Von Braun nodded, his face grim. That was something else he didn’t like to think about, the high-altitude research done by a physician Sigmund Raschler, for the Luftwaffe Institute. When Dr. Raschler had expressed reluctance to use Luftwaffe pilots for his experiments, Himmler had given him a solution: concentration camp prisoners. One by one, detainees had been marched into decompression chambers or submerged in tubs of ice water, their reactions closely studied until they died. The results had been volumes of medical data invaluable for the development of manned spaceflight, but at a hideous and inhuman cost.

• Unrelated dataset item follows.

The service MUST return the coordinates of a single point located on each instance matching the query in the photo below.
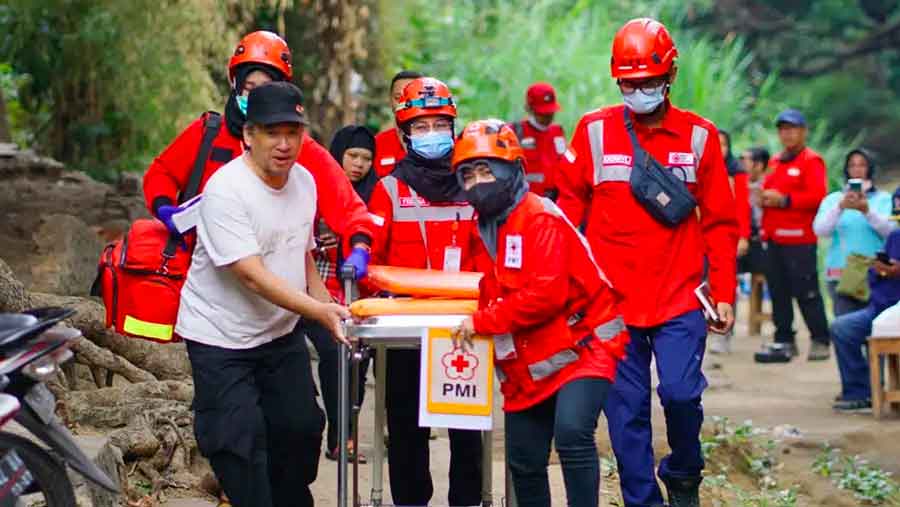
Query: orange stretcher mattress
(425, 282)
(374, 307)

Von Braun looked away from Silver Bird, toward the interior end of the tunnel. The tunnels were being expanded for reasons beyond the current mission. If it was a success, the plan was for more Silver Birds to be built until there were enough for the Third Reich to impose its military might across the entire globe. No place on Earth would be beyond their range. The spacecraft could dive from space and drop their bombs on an enemy nation’s cities, killing civilians by the thousands, until their governments surrendered.
Or at least that was the idea. Privately, von Braun doubted it would happen. The
Silbervogel Projekt
was far more expensive than anyone had anticipated, draining human and material resources from the war effort. The cost of the titanium alone was so high that he doubted that they’d be able to construct even a second spacecraft, let alone a fleet. If so much time and energy hadn’t already been committed to building Silver Bird, von Braun had little doubt that the High Command would have already pulled the plug.
Yet Goering was convinced that Silver Bird would change the course of the war. Hitler might not conquer the world, but if the Americans invaded Europe—which was inevitable, and everyone knew it—at least he’d be able to dictate terms for their withdrawal. Once that happened, the Reich would be able to solidify its control of western Europe, and a new German empire would be born.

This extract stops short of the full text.